Figure 12.49: Wizard step for specifying variant filtering criteria.
Identify DNA Germline Variants represents the minimal number of tools that should be used for variant detection. Depending on the application, additional steps or alternative configurations may be helpful. To adapt the workflow, you must create your own copy of the workflow by right clicking on the workflow name and choosing Open Copy of Workflow. Read about creating and modifying workflows in Creating a workflow and the following sections.
- Low frequency variant detection If you want to detect low frequency variants, Fixed Ploidy Variant Detection should be replaced with Low Frequency Variant Detection (section Low Frequency Variant Detection).
- Targeted sequencing If a targeted protocol was used to generate the sequencing data, several of the tools can be configured to only analyze defined target regions. This typically reduces the runtime of the analysis significantly. The target regions can be configured in a copy of the workflow or can be selected in the wizard when the workflow is started. Also, it can be useful to incorporate the tool QC for Targeted Sequencing which outputs a report that for example includes the percentage of reads mapped in the target regions QC for Targeted Sequencing.
- PCR duplicates For protocols where PCR bias is expected, it can be useful to remove PCR duplicates from the read mapping. This can be achieved with the tool Remove Duplicate Mapped Reads (Algorithm details and parameters). For inspiration, take a look at the workflow Identify Variants (WES-HD) that is available when the Biomedical Genomics Analysis plugin is installed in the Genomics Workbench https://resources.qiagenbioinformatics.com/manuals/biomedicalgenomicsanalysis/current/index.php?manual=Identify_Variants_WES_HD.html.
- Annotation of variants It is possible to annotate variants with different types of information such as which gene they occur in and whether the variant changes the coding sequence of a protein. For inspiration, see the workflow Annotate Variants (WGS) that is available when the Biomedical Genomics Analysis plugin is installed https://resources.qiagenbioinformatics.com/manuals/biomedicalgenomicsanalysis/current/index.php?manual=Annotate_Variants_WES.html.
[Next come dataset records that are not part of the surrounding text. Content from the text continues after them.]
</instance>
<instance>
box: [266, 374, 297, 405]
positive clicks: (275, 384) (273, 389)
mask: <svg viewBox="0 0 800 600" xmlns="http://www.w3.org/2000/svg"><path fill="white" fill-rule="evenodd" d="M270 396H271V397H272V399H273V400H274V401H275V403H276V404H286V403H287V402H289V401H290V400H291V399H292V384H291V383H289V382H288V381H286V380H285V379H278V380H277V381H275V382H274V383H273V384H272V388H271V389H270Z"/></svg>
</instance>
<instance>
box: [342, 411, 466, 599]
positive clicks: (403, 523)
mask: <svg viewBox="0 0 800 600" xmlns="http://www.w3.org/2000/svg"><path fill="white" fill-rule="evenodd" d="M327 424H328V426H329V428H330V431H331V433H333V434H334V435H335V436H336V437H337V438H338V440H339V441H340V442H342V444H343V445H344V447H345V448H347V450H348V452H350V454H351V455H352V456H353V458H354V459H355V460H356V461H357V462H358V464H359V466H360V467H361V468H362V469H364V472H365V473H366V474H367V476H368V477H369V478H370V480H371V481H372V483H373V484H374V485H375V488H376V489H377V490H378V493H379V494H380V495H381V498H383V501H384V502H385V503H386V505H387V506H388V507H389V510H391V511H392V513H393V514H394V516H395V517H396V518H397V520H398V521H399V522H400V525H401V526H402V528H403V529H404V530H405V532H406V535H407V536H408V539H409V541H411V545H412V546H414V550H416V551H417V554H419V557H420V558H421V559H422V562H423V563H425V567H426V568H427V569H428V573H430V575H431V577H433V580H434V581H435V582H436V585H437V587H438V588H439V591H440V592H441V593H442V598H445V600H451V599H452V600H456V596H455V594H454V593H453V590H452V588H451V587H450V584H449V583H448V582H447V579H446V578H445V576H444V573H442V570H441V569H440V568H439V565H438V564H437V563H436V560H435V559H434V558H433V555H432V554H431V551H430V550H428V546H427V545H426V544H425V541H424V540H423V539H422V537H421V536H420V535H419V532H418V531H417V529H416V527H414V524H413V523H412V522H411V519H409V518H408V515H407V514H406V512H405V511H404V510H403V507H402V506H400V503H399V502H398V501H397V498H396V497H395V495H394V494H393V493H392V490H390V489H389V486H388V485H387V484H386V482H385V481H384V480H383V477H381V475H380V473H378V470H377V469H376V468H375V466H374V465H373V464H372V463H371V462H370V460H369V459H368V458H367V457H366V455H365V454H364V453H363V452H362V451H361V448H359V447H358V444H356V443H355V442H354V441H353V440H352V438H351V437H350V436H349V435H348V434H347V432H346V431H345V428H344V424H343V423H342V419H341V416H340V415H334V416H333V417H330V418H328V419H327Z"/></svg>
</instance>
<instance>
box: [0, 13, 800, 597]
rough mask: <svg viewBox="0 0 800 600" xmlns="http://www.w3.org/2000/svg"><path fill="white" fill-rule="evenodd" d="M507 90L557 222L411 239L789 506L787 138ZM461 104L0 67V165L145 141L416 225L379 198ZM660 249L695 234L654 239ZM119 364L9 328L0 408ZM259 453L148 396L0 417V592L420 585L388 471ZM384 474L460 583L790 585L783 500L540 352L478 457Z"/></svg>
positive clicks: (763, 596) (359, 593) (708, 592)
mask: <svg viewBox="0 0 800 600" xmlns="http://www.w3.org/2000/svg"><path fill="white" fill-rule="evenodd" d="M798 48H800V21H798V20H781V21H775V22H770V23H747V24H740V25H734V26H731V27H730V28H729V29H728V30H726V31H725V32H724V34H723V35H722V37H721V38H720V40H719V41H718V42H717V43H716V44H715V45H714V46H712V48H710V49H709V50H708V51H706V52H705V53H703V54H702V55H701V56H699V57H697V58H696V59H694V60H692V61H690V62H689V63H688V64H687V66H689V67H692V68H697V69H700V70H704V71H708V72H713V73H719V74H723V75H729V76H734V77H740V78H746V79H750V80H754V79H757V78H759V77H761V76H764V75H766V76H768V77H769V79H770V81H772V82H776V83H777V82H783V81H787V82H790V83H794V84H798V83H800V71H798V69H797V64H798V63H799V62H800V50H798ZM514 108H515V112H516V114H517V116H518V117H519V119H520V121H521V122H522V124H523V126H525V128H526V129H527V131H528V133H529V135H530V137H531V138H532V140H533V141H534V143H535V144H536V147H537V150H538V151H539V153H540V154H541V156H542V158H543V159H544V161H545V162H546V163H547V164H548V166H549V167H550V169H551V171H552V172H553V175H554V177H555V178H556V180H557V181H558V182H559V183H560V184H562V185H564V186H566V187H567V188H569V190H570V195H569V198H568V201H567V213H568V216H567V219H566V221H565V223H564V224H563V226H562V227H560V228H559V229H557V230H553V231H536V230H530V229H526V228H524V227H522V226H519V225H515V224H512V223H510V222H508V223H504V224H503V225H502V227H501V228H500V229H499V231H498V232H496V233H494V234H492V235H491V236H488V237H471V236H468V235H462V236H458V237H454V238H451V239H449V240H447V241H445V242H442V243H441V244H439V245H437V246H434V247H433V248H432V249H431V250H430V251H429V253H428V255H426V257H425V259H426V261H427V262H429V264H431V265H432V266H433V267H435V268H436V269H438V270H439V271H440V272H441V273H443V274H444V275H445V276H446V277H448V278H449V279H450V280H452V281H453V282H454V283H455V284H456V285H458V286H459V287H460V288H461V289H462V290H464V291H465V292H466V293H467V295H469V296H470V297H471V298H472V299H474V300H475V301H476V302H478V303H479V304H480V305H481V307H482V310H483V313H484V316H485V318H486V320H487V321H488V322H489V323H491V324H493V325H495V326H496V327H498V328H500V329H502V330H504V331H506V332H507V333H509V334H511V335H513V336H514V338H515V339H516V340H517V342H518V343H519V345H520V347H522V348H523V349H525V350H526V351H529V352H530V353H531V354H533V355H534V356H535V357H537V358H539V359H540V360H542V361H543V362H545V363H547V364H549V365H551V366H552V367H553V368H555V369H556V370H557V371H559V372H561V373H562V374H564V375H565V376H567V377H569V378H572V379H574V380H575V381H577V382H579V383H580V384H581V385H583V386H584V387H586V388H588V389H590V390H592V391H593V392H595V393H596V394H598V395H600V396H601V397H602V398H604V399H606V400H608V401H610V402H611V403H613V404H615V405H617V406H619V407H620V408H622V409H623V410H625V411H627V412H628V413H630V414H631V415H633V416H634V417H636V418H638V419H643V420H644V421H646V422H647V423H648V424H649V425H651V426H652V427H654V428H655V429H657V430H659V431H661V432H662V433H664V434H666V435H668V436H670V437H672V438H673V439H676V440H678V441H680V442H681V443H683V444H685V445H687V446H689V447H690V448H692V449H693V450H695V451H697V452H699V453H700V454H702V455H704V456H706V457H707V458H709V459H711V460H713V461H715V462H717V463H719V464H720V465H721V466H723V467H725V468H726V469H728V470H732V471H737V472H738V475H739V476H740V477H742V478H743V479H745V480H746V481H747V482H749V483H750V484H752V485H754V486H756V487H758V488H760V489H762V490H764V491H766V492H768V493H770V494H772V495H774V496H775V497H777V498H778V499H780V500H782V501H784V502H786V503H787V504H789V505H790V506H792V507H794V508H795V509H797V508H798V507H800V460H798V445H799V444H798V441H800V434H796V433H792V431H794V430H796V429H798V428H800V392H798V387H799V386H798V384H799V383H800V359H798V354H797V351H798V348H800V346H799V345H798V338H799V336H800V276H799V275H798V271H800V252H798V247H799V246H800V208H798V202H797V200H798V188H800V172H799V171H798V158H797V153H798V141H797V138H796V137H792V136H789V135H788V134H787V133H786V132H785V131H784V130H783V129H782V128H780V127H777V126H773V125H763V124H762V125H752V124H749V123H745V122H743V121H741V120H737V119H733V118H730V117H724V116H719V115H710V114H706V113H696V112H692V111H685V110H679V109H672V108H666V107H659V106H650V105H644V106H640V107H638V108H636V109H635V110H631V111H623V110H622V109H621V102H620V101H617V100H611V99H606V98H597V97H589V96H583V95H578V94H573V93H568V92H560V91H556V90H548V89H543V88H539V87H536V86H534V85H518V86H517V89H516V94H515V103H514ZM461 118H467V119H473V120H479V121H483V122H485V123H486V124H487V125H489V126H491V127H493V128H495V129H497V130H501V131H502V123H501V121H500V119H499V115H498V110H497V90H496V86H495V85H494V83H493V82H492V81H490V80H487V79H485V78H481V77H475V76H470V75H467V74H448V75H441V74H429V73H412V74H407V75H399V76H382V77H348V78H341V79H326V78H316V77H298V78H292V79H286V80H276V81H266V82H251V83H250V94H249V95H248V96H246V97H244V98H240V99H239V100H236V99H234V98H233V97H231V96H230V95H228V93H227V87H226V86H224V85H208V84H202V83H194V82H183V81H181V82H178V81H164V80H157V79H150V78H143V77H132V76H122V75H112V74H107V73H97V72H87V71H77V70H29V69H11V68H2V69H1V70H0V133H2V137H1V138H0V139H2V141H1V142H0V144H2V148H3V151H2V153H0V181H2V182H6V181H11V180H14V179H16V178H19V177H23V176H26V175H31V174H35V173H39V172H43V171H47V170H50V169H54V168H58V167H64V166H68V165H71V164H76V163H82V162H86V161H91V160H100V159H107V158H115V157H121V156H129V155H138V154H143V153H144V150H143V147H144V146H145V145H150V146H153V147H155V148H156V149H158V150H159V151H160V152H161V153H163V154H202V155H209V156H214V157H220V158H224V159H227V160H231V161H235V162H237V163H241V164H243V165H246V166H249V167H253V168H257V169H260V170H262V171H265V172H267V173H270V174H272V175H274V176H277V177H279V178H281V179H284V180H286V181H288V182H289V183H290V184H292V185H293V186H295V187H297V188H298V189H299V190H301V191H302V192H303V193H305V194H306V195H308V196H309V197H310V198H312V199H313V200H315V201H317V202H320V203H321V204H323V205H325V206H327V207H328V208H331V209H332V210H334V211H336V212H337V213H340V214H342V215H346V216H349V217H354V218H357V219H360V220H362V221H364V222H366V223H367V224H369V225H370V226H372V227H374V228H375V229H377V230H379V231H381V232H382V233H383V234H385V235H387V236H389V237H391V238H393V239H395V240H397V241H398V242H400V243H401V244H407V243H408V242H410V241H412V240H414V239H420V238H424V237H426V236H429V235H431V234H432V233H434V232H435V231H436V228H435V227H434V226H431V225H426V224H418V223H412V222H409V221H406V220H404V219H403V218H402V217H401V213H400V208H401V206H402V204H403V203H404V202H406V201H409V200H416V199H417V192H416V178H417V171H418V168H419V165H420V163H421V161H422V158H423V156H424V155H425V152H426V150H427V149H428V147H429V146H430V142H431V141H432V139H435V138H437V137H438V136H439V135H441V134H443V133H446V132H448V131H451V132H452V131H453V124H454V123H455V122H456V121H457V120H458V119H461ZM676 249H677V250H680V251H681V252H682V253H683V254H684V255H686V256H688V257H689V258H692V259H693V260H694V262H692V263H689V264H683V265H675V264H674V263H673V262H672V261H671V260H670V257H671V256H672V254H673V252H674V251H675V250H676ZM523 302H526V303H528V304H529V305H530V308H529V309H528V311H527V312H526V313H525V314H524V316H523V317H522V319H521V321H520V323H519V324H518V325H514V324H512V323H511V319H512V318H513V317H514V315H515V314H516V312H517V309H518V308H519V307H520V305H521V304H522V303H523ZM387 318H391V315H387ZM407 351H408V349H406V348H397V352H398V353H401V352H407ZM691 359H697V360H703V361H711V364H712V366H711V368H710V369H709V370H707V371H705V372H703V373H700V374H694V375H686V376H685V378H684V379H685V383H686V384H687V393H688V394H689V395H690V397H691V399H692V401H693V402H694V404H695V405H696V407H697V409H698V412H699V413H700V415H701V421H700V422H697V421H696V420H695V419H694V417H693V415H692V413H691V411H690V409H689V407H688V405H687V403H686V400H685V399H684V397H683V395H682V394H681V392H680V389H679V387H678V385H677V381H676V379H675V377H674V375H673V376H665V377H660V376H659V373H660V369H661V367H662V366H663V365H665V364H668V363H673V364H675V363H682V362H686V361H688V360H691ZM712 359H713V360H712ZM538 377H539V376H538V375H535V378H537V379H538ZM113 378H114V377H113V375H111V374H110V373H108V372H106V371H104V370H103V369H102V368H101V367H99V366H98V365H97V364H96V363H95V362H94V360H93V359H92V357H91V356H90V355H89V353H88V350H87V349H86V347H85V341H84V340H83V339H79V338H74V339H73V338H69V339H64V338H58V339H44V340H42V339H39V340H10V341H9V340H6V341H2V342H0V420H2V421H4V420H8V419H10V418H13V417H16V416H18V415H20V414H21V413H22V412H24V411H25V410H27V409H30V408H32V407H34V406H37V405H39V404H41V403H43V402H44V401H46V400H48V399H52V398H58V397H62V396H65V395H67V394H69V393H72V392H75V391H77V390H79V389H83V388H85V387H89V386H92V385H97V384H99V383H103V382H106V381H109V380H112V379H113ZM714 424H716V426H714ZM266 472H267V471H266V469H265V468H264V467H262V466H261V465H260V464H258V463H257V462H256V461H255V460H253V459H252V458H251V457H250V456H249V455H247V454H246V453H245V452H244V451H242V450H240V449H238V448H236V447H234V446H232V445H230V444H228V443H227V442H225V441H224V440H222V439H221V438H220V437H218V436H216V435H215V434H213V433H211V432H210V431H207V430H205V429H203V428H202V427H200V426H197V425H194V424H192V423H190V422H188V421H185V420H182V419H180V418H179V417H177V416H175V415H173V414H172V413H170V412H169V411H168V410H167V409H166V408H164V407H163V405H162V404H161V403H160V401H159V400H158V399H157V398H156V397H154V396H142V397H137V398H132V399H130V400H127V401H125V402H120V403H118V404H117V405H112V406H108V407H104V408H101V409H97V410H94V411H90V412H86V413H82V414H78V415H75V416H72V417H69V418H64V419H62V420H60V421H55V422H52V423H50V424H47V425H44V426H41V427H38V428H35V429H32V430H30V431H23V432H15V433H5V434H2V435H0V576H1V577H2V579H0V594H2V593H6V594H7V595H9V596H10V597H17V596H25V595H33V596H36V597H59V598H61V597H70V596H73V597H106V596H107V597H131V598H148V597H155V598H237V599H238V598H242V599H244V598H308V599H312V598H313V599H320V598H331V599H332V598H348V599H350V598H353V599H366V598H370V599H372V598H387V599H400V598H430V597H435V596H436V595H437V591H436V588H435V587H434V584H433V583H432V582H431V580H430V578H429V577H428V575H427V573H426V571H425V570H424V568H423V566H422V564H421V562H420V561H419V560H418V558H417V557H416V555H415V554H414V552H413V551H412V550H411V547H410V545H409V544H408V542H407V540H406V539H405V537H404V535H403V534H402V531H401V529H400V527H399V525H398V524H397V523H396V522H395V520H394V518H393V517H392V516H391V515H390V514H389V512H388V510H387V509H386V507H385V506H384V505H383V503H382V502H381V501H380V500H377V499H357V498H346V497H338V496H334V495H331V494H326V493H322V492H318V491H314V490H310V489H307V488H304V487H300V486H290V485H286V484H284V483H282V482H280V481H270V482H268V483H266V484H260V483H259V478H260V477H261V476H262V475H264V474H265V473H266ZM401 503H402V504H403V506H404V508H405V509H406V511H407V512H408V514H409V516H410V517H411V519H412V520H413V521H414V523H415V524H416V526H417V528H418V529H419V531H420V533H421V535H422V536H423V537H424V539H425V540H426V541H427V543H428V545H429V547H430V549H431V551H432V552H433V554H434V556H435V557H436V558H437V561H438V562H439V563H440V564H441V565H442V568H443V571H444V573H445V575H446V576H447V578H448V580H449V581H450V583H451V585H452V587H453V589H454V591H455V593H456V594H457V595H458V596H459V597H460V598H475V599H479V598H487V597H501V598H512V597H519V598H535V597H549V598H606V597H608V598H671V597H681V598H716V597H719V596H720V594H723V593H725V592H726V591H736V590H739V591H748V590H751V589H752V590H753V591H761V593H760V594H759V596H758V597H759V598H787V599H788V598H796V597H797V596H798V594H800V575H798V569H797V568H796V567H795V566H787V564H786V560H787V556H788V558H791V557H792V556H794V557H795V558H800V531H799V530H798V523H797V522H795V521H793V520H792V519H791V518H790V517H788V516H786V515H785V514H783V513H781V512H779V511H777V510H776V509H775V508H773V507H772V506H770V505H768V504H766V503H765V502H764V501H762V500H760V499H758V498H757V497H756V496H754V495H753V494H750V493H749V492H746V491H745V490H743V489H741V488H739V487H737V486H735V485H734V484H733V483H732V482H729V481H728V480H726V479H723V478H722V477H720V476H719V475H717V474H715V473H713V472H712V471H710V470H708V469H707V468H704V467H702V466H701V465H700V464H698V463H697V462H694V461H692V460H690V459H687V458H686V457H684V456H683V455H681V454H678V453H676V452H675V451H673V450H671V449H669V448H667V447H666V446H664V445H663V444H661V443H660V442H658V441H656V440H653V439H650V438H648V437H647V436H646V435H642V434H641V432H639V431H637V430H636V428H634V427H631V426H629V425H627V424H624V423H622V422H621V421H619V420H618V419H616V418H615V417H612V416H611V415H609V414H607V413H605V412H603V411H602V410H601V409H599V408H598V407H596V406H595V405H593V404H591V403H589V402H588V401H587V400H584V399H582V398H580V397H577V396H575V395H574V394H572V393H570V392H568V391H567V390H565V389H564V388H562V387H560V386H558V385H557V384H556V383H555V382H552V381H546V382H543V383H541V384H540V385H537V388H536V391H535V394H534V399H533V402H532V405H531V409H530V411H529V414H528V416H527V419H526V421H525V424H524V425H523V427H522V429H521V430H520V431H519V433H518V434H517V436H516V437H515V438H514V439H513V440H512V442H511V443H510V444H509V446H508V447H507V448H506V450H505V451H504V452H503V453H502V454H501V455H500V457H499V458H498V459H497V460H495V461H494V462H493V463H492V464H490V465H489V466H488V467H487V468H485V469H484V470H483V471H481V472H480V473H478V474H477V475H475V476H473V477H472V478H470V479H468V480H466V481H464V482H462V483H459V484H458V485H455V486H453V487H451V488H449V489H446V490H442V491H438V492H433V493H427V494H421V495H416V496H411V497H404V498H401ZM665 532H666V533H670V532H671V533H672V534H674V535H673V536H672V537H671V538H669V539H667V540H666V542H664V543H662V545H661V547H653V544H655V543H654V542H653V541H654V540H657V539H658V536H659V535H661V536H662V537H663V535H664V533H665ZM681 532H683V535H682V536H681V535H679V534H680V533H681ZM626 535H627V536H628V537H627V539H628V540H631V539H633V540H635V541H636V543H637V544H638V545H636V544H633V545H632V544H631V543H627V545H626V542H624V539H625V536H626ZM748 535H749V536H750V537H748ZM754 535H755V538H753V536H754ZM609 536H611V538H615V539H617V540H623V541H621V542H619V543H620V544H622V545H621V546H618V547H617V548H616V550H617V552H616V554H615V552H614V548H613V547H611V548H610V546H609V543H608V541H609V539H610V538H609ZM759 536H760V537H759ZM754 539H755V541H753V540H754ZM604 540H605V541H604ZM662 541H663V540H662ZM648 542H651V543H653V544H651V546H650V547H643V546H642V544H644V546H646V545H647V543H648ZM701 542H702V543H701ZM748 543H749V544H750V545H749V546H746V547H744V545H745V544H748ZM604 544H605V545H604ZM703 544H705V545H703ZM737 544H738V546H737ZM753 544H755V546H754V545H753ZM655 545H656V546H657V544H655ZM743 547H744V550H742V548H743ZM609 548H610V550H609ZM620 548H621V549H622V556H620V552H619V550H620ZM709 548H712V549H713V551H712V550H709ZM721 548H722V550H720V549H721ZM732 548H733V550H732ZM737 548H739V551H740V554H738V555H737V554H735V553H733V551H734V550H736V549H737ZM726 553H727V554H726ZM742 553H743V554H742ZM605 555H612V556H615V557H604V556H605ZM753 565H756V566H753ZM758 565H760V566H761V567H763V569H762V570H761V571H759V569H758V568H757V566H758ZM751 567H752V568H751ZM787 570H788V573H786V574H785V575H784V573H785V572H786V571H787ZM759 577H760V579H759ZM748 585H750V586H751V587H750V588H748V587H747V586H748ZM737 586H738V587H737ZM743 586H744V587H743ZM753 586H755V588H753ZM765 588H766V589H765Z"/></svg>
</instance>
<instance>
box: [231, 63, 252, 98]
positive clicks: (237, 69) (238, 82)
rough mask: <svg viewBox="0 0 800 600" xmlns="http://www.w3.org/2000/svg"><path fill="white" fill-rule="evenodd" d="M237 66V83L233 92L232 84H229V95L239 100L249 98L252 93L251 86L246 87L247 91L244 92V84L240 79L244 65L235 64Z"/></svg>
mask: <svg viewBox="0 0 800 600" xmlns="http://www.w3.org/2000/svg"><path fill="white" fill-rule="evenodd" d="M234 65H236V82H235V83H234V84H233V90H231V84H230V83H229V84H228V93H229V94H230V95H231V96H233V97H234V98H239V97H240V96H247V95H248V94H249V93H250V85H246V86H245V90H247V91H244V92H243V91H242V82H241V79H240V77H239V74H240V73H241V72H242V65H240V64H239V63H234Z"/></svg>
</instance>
- Filtering of variants It is possible to filter variants by their annotations such as their quality and their position relative to a gene, see Variant filtering. In many of the template workflows in the Biomedical Genomics Analysis plugin, extensive filtering cascades have been set up in order to remove false positive variants from the final variant list. See for example the Identify QIAseq DNA Variants workflows https://resources.qiagenbioinformatics.com/manuals/biomedicalgenomicsanalysis/current/index.php?manual=_Identify_QIAseq_DNA_Variants_ready_to_use_workflows.html.
- Other Template Workflows The plugins that can be installed in the QIAGEN CLC Genomics Workbench often contain additional workflow templates. For example, in the Biomedical Genomics Analysis plugin, a wealth of template workflows are available that can be used for different applications including whole exome sequencing (WES), whole genome sequencing (WGS) and targeted amplicon sequencing (TAS).